The main challenge in developing the new P Zero E was to combine the need for sustainability with the high performance required from a UHP tire. This objective was reached thanks to these new materials, which include:
Lignin comes from the scrap of the pulp and paper industry. Lignin contributes to tire durability and foreseen rolling resistance reduction.
RICE HUSK ASH SILICA
Rice husk ash silica derives from the scrap of rice cultivation. Silica is widely used in tread compounds to obtain a high level of performance in wet conditions. Rice husk ash silica is a good replacement for fossil-based silica in such tread applications.
CIRCULAR CARBON BLACK
Circular carbon black derives from end-of-life tires pyrolysis oil. Pyrolysis is a way to prevent landfill disposal of end-of-life tires. Carbon black is used in rubber compounds to optimise stability, strength, and durability of tires.
BIO CIRCULAR POLYMERS
Bio-circular polymers are made from monomers derived from used cooking oils or tire pyrolysis oil. They are a replacement for fossil-sourced polymers.

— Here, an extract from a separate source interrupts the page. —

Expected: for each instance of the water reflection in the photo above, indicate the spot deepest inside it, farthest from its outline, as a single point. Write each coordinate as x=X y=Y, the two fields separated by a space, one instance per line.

Natural rubber is obtained from the latex of Hevea Brasiliensis, the rubber tree. This is a material 100% derived from biomass.
Bio resins are plasticisers deriving from vegetal biomass such as plant seeds (sunflower or canola) or forest-based resins. Bio resins are versatile ingredients, providing a better balance of dry and wet performance.
Rayon is a textile reinforcement of a tire, with fibres deriving from cellulose.